Emmerson Mnangagwa, who was in South Africa at the time, was chosen as the party's new leader, and was expected to soon become president.
The ZBC confirmed that Emmerson Mnangagwa would be sworn in on 24 November 2017.
The day before his inauguration, Emmerson Mnangagwa urged his followers not to seek "vengeful retribution" against his political enemies, after calls emerged from his supporters to attack the Generation 40 faction.
Emmerson Mnangagwa was sworn in as President of Zimbabwe on 24 November 2017 at the National Sports Stadium in Harare, before a crowd of around 60,000.
Emmerson Mnangagwa distanced himself from President Mugabe by promising to "reengage with the world", but paid tribute to his predecessor, praising him as "a father, mentor, comrade in arms, and my leader".
Emmerson Mnangagwa said that Mugabe's post-2000 land reform programmes would be maintained, but that white farmers would be compensated for their seized land.
Ahead of the 2018 general election, Emmerson Mnangagwa held a public meeting for an audience of white Zimbabweans in Borrowdale, Harare in which he was seen to concede that many white farms which had been seized under land reform programs had gone to government officials, soldiers and tribal chiefs who did not know much about farming, before asking whites to work with his government.
On 18 January 2018, Emmerson Mnangagwa signalled his desire to re-engage with the West by inviting the United Nations, European Union and the Commonwealth to monitor elections in Zimbabwe in 2018.

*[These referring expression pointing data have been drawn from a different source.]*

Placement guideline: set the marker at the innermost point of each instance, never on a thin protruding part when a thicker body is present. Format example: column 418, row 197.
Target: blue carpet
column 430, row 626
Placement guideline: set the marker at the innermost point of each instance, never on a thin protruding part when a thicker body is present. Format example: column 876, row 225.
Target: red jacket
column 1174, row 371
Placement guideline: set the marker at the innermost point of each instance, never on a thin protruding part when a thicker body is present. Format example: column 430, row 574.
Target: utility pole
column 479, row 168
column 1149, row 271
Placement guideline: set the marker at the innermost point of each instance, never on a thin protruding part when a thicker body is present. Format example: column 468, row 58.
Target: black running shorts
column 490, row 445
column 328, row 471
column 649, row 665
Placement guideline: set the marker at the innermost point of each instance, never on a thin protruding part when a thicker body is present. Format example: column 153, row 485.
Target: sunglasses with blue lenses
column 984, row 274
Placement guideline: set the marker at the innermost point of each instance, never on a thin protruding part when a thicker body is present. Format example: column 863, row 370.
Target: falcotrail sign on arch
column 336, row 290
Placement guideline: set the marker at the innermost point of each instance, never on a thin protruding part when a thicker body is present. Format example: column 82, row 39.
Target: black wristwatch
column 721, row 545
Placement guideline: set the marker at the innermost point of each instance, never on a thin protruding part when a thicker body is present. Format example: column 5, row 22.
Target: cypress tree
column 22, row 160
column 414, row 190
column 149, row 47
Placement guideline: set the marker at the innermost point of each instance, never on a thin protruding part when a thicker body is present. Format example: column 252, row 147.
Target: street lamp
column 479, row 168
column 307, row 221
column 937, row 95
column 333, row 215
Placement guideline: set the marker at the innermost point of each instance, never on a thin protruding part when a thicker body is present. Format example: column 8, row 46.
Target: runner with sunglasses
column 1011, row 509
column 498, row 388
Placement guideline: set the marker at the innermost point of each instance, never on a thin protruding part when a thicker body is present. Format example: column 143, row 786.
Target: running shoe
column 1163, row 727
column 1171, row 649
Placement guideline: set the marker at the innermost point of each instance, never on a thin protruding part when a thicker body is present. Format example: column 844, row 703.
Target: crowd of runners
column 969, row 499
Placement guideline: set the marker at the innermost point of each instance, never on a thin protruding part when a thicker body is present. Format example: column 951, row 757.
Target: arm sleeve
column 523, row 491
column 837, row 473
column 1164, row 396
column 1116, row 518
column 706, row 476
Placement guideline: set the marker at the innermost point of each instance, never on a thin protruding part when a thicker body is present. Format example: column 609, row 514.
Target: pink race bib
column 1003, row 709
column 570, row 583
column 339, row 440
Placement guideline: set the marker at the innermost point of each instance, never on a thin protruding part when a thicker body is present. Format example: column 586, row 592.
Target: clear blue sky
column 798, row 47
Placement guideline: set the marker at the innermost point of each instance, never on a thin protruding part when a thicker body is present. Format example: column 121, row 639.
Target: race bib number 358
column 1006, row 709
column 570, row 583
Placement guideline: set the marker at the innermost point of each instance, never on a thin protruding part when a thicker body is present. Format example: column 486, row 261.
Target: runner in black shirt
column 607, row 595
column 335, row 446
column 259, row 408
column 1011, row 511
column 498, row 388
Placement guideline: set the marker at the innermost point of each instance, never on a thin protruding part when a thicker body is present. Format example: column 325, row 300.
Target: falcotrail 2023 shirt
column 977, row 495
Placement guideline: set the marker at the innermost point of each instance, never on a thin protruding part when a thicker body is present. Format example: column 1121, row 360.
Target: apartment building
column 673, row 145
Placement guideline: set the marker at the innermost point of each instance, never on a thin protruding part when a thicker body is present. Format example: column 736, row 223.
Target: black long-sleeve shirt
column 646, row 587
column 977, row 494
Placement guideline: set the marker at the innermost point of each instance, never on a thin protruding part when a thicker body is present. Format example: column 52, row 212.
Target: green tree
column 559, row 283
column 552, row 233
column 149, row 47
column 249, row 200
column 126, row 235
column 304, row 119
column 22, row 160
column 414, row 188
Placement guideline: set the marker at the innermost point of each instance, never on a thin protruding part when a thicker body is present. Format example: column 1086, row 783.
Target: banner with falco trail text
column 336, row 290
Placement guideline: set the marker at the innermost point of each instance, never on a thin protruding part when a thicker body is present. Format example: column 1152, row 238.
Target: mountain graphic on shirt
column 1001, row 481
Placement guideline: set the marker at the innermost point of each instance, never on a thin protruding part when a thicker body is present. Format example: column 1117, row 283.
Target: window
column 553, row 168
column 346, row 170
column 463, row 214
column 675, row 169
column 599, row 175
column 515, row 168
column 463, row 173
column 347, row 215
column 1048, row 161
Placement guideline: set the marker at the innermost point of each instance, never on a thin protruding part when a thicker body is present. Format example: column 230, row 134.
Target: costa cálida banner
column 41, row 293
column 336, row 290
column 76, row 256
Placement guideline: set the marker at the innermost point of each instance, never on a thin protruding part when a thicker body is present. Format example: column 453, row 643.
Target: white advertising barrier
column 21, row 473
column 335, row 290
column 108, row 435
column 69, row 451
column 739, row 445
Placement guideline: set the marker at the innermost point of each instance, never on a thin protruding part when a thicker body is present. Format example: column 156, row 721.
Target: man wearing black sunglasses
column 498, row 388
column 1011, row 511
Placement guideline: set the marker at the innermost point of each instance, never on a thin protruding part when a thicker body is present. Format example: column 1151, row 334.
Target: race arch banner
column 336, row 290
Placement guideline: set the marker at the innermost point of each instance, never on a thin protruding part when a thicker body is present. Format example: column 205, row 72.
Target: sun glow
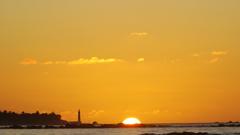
column 131, row 121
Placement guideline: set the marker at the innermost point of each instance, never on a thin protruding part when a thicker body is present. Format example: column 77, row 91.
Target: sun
column 131, row 121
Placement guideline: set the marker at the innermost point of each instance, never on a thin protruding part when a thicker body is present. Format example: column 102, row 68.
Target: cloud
column 48, row 63
column 95, row 113
column 138, row 34
column 80, row 61
column 29, row 61
column 93, row 60
column 219, row 53
column 214, row 60
column 196, row 55
column 140, row 60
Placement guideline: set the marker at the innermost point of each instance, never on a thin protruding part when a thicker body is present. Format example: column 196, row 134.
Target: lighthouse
column 79, row 117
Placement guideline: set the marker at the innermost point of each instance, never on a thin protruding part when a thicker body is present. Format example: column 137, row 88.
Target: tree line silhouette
column 12, row 118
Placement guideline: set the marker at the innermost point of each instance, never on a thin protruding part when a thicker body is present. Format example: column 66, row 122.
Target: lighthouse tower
column 79, row 117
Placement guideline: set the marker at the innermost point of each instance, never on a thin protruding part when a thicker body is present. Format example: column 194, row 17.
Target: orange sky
column 158, row 60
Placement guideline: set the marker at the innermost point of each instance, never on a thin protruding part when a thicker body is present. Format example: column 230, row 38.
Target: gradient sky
column 157, row 60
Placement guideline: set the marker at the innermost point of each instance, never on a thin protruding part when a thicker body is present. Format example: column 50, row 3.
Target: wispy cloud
column 29, row 61
column 138, row 34
column 95, row 113
column 219, row 53
column 80, row 61
column 94, row 60
column 140, row 60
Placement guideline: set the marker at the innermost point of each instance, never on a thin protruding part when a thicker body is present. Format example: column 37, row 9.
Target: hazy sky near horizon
column 158, row 60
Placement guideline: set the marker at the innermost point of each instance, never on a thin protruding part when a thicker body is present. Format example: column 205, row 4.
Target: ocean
column 121, row 131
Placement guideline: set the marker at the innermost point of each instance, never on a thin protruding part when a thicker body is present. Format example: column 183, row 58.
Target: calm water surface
column 117, row 131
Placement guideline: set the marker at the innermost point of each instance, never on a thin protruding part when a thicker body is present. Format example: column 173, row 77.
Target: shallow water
column 118, row 131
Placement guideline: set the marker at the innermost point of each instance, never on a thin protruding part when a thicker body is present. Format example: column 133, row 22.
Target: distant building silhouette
column 12, row 118
column 79, row 117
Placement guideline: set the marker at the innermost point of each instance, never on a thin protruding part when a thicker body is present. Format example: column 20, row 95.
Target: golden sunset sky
column 157, row 60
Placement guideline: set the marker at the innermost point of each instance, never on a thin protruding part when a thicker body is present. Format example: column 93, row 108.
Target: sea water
column 120, row 131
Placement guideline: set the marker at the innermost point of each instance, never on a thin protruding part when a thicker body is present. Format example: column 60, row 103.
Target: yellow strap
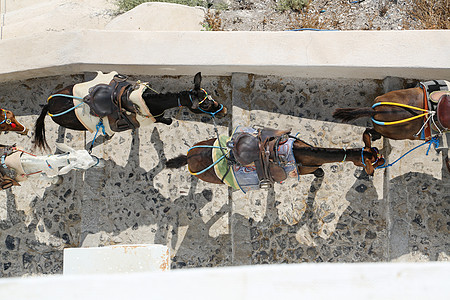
column 405, row 120
column 402, row 105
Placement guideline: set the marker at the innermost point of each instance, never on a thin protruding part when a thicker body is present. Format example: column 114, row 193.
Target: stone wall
column 399, row 214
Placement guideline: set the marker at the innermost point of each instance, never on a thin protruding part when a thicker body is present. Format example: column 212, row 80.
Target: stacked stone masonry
column 401, row 214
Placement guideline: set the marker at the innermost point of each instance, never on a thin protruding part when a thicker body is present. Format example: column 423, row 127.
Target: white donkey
column 50, row 166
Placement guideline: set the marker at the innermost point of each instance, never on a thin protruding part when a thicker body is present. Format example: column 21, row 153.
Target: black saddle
column 443, row 111
column 262, row 151
column 112, row 101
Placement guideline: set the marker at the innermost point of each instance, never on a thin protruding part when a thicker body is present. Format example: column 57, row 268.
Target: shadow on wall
column 111, row 205
column 130, row 209
column 420, row 210
column 359, row 234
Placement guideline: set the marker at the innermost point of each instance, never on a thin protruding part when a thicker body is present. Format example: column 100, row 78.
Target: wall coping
column 317, row 281
column 307, row 54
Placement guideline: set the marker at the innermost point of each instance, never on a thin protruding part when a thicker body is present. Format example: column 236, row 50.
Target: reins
column 434, row 140
column 428, row 114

Additionally, Emmerson Mnangagwa has signalled his wish to re-establish good relations with the United Kingdom and additionally rejoin the Commonwealth, a prospect which he said was improved by the British exit from the European Union.
On 27 November 2017, Emmerson Mnangagwa dissolved the Cabinet of Zimbabwe and appointed only two acting ministers.
On 6 December 2017, Emmerson Mnangagwa was criticised because members of the armed forces and police services drove vendors from the streets of Harare and took the goods which they were attempting to sell.
Emmerson Mnangagwa stated that claims of misconduct by the security forces would be investigated.
Emmerson Mnangagwa believes that the national resources should be protected by the Zimbabwe Defence Forces.
Emmerson Mnangagwa has been married twice and has nine children and more than a dozen grandchildren.
Emmerson Mnangagwa's first wife, Jayne Matarise, was a cousin of ZANLA commander Josiah Tongogara.
Emmerson Mnangagwa's first two daughters, Farai and Tasiwa, were born in Zambia during the Bush War period.
When Emmerson Mnangagwa joined the ZANU leadership in Mozambique, Jayne initially remained in Zambia with the children, but later joined him there.
Jayne Emmerson Mnangagwa died on 31 January 2002 of cervical cancer.
Emmerson Mnangagwa did not run for reelection in the 2018 election, citing her desire to focus on her role as First Lady.
Emmerson Mnangagwa's youngest daughter, Tariro, is a member of a female anti-poaching unit in the Zambezi Valley and was featured in Gonarezhou, an anti-poaching film released February 2020.
Emmerson Mnangagwa's youngest and only son with Jayne Matarise, Emmerson Tanaka, is a musician and DJ known professionally as St Emmo.